週刊 奥の院 3.14
◆ 「東日本大震災を被災地から読む」 仙台の本 その3
荒蝦夷
■ 『震災学』 vol.2 発行・東北学院大学 1800円+税
(写真はポスター)
[<原発被災>をどう考えるか]
柳田邦男・齊藤康則・寺島英弥 原発事故の検証と今後
小出裕章 福島原発事故に関して、若い人たちに対するお詫びと期待 他
[フクシマからの声]
赤坂憲雄・若松丈太郎 原発と文化
佐久間順 <3.11>と福島民報
渡辺考 汚染地図の中の私 他
<エッセイ>
佐伯一麦 「戦災と震災と」
[地震・津波被災地の二年]
河野幸夫 貞観津波研究による震災の長期予測と地電流による地震の短期予測
津上誠 「田畑を荒らさない」ということ
加藤拓馬 ボランティア活動からまちづくり活動へ
西脇千瀬 地域誌で編む 他
佐々木俊三「フクシマの方へ」より。
フクシマの破壊は、私たちになお、そこに帰ることを許さない荒れ果てた現実を残した。この日本で、安全で平和だと誰もが見なしていた日本で、まさか「難民」という現実が訪れようとは、誰も予想だにしなかった。いったい、この被災は何だったのか。……
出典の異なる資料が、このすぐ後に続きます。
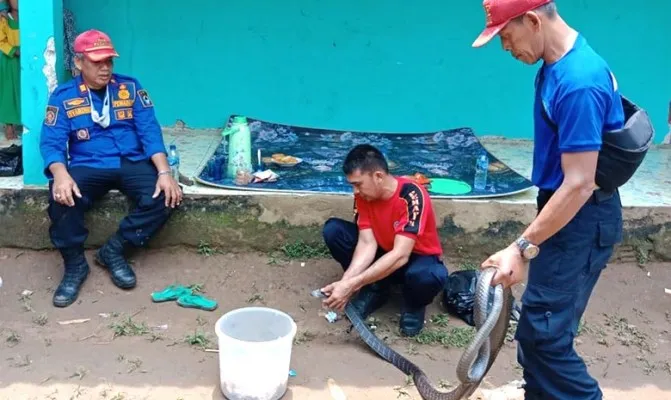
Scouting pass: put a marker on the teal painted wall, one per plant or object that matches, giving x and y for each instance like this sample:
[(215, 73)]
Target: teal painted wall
[(362, 65), (39, 20)]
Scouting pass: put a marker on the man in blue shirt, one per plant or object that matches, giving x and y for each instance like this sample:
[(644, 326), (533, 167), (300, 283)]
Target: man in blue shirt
[(577, 226), (100, 133)]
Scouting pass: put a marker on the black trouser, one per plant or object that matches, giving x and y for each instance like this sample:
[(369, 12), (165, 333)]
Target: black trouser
[(561, 281), (423, 277), (136, 179)]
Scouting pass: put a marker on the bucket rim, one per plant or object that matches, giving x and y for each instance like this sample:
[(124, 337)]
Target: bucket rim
[(235, 311)]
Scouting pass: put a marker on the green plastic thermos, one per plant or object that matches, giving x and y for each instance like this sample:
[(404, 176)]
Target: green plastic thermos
[(239, 147)]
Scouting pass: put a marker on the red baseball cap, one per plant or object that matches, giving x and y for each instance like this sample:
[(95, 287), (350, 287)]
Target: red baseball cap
[(500, 12), (95, 45)]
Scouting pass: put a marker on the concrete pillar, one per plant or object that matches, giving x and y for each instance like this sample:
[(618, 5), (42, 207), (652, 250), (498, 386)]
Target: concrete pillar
[(41, 30)]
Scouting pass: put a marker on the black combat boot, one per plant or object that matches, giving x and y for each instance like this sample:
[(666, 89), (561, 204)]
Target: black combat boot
[(76, 271), (111, 256)]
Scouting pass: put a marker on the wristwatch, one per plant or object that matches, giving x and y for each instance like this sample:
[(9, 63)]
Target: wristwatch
[(528, 249)]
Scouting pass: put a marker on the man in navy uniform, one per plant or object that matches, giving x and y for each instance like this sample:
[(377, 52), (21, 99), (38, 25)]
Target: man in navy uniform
[(570, 241), (100, 133)]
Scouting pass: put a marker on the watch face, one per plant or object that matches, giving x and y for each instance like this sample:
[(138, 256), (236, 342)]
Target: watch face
[(531, 252)]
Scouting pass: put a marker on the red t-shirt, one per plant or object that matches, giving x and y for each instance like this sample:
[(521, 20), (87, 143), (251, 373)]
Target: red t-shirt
[(408, 212)]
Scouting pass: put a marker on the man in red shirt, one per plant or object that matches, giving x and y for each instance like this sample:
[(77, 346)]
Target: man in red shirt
[(394, 239)]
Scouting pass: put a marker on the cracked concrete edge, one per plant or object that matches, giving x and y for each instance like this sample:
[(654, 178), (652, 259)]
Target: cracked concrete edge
[(265, 223)]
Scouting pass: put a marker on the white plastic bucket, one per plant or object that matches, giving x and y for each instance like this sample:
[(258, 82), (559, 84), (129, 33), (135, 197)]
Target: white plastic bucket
[(255, 346)]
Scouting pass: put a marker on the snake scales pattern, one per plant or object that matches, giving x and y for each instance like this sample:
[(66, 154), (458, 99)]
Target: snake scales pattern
[(477, 359)]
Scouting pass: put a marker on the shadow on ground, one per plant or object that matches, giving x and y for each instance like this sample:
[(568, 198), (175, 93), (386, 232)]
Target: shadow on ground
[(160, 351)]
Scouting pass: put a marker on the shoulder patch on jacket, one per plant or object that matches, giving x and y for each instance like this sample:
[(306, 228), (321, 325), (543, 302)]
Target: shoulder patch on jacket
[(51, 116)]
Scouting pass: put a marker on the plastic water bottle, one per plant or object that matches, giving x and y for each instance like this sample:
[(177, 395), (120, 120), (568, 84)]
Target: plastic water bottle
[(481, 166), (173, 161)]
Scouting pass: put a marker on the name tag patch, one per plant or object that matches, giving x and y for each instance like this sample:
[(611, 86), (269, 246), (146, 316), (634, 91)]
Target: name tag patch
[(83, 134), (122, 103), (51, 116), (124, 113), (74, 103), (144, 98), (79, 111)]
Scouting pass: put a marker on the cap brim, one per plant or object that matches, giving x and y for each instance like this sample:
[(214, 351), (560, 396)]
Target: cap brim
[(101, 55), (488, 34)]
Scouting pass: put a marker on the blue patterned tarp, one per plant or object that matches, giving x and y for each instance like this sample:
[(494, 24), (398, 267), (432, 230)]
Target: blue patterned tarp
[(445, 154)]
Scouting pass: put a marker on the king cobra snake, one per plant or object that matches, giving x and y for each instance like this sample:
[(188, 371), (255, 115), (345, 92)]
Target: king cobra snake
[(492, 326)]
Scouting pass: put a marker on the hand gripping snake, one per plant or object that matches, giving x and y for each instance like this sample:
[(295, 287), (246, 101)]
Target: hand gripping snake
[(491, 324)]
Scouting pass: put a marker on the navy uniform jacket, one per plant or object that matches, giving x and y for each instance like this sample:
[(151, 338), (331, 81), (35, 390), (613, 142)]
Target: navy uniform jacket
[(68, 129)]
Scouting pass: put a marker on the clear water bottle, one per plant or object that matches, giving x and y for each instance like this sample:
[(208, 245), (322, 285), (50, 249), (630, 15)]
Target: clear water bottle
[(481, 166), (173, 161)]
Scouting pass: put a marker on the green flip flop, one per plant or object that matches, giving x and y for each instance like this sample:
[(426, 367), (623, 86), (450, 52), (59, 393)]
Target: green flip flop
[(172, 292), (197, 301)]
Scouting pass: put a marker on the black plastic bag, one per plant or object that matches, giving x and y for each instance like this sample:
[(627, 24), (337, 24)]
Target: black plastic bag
[(11, 161), (459, 296)]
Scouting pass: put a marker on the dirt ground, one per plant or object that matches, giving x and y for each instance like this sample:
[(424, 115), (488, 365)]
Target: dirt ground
[(131, 348)]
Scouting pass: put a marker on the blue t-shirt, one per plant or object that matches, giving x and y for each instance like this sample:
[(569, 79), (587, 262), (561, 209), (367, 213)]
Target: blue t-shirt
[(580, 96)]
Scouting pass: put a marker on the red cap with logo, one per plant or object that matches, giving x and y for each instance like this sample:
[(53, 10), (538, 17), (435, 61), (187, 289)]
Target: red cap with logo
[(500, 12), (95, 45)]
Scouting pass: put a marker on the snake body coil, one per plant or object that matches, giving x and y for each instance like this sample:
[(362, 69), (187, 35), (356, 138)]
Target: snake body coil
[(477, 359)]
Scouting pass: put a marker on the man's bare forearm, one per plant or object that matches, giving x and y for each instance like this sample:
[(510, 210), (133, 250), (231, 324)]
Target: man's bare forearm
[(559, 210), (58, 169), (160, 161)]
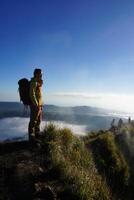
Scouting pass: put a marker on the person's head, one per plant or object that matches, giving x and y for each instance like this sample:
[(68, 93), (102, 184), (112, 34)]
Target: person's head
[(38, 73)]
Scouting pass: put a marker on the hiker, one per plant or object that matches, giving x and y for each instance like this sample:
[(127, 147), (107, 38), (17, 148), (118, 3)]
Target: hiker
[(36, 104), (120, 123)]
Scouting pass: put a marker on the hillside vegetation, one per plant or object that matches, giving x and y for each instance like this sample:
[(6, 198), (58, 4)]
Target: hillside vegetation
[(60, 165)]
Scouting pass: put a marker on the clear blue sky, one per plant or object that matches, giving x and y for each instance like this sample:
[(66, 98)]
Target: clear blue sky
[(85, 48)]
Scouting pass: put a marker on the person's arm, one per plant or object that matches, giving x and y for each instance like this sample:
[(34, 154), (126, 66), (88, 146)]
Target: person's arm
[(33, 93)]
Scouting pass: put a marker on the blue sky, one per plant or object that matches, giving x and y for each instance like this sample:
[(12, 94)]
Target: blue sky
[(85, 48)]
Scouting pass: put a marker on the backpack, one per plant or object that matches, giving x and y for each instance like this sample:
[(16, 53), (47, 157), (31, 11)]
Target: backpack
[(24, 91)]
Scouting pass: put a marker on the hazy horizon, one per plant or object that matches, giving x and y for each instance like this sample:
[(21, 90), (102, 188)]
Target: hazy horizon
[(84, 48)]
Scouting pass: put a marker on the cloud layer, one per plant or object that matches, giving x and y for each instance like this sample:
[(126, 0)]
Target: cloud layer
[(17, 128)]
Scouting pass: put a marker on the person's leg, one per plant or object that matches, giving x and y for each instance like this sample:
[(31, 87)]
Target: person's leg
[(32, 123), (38, 122)]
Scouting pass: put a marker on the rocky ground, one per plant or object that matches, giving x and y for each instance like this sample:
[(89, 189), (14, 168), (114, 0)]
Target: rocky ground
[(25, 173)]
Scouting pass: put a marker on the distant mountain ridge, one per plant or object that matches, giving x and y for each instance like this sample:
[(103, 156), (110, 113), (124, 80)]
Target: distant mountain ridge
[(91, 117), (10, 106)]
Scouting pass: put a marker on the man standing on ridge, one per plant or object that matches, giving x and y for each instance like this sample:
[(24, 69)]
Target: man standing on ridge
[(36, 104)]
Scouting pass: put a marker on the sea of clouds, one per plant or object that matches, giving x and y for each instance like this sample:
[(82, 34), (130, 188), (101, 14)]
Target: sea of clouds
[(16, 128)]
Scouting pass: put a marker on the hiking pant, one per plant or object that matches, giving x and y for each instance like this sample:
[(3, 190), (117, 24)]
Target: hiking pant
[(35, 120)]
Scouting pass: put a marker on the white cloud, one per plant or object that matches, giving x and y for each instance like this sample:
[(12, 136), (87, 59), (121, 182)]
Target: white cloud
[(121, 102)]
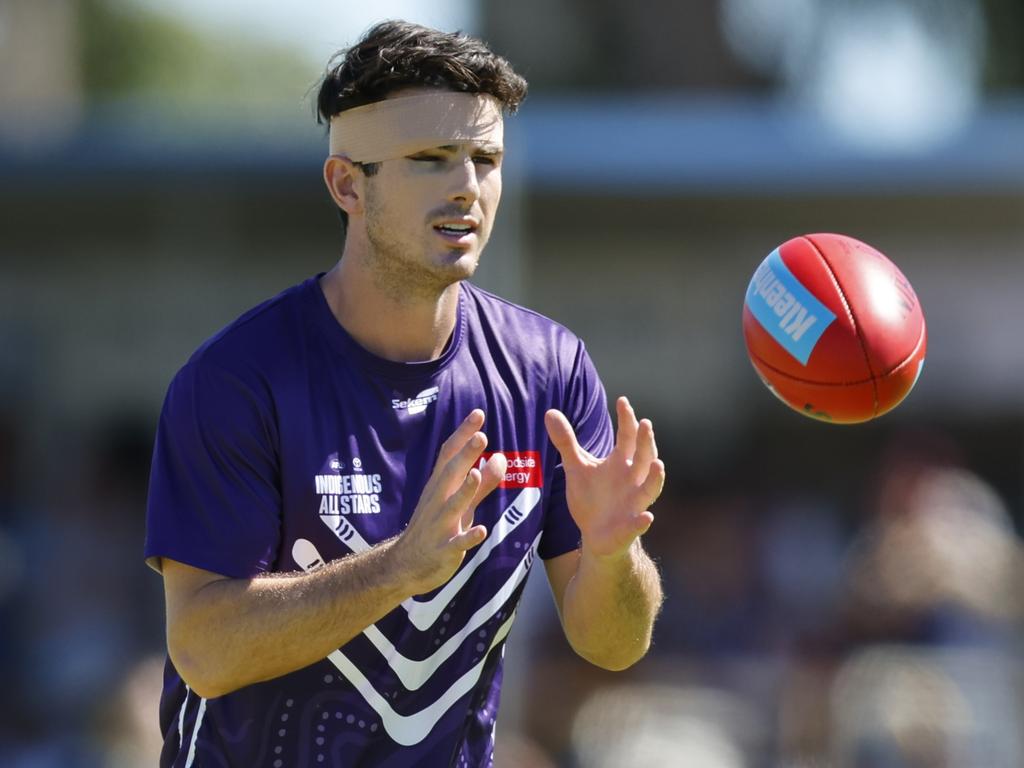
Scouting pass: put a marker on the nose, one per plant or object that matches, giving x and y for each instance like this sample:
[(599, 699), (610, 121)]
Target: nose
[(465, 183)]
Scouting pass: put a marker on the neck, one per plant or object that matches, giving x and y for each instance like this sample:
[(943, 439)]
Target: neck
[(408, 328)]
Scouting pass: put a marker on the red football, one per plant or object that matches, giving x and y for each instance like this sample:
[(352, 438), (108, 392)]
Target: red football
[(834, 329)]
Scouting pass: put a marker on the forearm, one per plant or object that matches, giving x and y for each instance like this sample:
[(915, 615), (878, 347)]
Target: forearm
[(609, 607), (231, 633)]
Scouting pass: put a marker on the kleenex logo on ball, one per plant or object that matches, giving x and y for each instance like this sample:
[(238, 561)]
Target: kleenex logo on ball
[(785, 309)]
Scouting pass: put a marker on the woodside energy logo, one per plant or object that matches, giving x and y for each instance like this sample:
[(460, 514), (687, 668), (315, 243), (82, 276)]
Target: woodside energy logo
[(523, 470)]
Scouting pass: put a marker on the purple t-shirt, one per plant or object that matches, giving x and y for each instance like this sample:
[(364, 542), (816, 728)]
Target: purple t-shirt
[(283, 444)]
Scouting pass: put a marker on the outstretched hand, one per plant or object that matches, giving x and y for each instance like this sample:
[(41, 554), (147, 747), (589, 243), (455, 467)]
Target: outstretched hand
[(441, 528), (609, 498)]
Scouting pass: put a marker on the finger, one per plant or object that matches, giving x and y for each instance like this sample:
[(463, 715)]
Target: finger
[(469, 539), (561, 434), (626, 437), (646, 452), (470, 426), (651, 487), (493, 473), (455, 472)]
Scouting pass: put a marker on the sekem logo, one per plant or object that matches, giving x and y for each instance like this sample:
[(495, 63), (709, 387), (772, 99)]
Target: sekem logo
[(523, 470)]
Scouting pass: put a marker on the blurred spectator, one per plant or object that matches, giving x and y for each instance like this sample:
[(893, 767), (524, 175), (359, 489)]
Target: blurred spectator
[(91, 610)]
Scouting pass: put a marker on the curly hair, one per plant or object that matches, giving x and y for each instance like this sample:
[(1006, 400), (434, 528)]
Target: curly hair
[(399, 54)]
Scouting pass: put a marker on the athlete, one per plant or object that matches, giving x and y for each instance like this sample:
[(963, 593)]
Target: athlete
[(352, 480)]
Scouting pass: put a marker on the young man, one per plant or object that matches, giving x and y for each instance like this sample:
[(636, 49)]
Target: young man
[(352, 480)]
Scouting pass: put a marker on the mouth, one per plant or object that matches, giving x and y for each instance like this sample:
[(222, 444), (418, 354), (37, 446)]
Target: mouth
[(457, 231)]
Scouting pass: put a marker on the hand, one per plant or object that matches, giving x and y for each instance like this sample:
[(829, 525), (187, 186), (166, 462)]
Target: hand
[(608, 498), (441, 529)]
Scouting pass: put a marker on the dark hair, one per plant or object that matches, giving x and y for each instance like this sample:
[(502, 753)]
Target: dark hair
[(393, 55)]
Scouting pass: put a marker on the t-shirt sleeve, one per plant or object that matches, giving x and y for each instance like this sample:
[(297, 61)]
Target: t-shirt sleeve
[(214, 493), (587, 409)]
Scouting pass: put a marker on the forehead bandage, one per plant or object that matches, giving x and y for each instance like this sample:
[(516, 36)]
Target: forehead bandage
[(404, 125)]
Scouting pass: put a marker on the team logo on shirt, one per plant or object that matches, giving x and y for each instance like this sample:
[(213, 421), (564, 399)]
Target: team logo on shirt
[(523, 470), (347, 494), (418, 403)]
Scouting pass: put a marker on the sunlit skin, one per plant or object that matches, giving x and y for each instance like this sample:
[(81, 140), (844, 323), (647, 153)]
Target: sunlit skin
[(395, 291)]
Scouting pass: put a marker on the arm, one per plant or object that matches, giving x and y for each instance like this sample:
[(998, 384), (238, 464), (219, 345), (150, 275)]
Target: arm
[(223, 633), (608, 592)]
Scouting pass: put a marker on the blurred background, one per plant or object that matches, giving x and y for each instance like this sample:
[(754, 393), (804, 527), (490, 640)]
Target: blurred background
[(837, 596)]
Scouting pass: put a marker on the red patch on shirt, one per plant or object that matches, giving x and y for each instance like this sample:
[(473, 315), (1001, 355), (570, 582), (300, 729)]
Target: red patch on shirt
[(523, 470)]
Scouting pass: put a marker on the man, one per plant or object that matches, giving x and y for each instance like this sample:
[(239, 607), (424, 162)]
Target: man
[(342, 557)]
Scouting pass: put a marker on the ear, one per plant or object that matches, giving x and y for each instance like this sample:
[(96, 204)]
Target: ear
[(344, 181)]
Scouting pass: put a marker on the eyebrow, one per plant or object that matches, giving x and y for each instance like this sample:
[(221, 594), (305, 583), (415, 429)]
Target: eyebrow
[(484, 148)]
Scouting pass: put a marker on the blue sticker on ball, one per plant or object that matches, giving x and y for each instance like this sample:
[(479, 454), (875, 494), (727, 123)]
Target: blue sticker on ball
[(785, 309)]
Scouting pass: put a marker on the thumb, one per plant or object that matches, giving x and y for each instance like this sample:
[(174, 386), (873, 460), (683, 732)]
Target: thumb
[(561, 434)]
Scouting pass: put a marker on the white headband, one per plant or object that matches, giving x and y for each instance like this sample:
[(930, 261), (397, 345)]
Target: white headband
[(404, 125)]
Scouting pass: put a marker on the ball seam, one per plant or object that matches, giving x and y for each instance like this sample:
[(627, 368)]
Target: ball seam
[(853, 320)]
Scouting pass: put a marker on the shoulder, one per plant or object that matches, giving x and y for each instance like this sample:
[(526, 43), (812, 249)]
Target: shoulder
[(250, 348), (518, 327)]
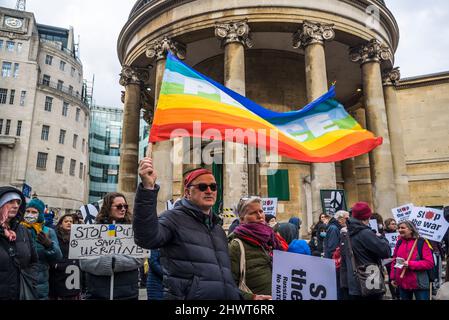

フクシマの破壊によって、二つの事柄が顕らかとなった。一つ。太平洋戦争以来、私たちは繁栄に向かって進んで来たし、そう思い込んで来た。しかし、いったい、私たちの生活構築の仕方は、正しかったのか、否、そうでなかったのか、戦後の日本の生活構築の仕方が深甚な反省の対象となり、疑問と問いが生まれた。そして、それに基づく視座の断裂が生まれた。……
もう一つ。 喪失の経験は、いずれ修復されるし、修復されるべき時はやがてやって来るべきものがあった。しかしフクシマの喪失に、修復されるべき時はやって来ない。少なくとも一つの世代の時間のうちでは。それは途方もない喪失だ。復旧や復興のかまびすしい騒動のうちで、出口のない絶望に打ちひしがれる心の暗闇が、見え隠れする。私たちは、こうした人々の心の暗闇にこそ、近づき、寄り添い、理解の測深を降ろさねばならない。……
■ 『新・遠野物語 遠野まごころネット被災地支援への挑戦 2011−2013』 1600円+税
遠野には岩手県内陸部と三陸沿岸部をむすぶ宿場町の歴史がある。交通の要衝。明治三陸大津波の時も、三陸沿岸後方支援の拠点となった。
第1部 遠野まごころネット始動
第2部 響きあう声の記録
第3部 次なる災害に向けて
2011年3月28日、遠野市内のNPO法人、被災地NGO協働センター、静岡県ボランティアセンターなどが「遠野まごころネット」を結成。この2年間で送り出したボランティアは2万人以上。
木瀬公二「遠野まごころネット物語」より。
「全国からきていただいた皆様、ご苦労様です」
ハンドマイクを持った林崎慶治(家屋整理隊長、59歳)は、集まったボランティアに向かってあいさつした。続く話に、ぎょっとした表情を見せた人が結構いた。
「昨日、がれきの中で釘を踏み抜いた人が二人います。破傷風で命を落とす危険があります。運んでいたピアノを足の上に落として指を骨折した人もいます。作業中に津波に襲われるかもわかりません」
次々と例を挙げる。そのあとに、挑発するように続ける。
「気にくわなかったら無理をしないでやめてくだい」
遠路、「せっかくきてやったのに」というボランティアがいたとすれば、たださないとならない。優越意識は相手に伝わる。それは被災者をいらだたせる。そんな雰囲気は、けがが生じやすい。作業は「助けてあげる」のではなく「一緒にがんばりましょう」という意識でやってほしい。そういう意味が込められている。……
(平野)
「神戸新聞」3.13「地域ニュース」、“東日本大震災を被災地から読む”フェアを紹介してくださいました。写真のネボケオヤジは平野。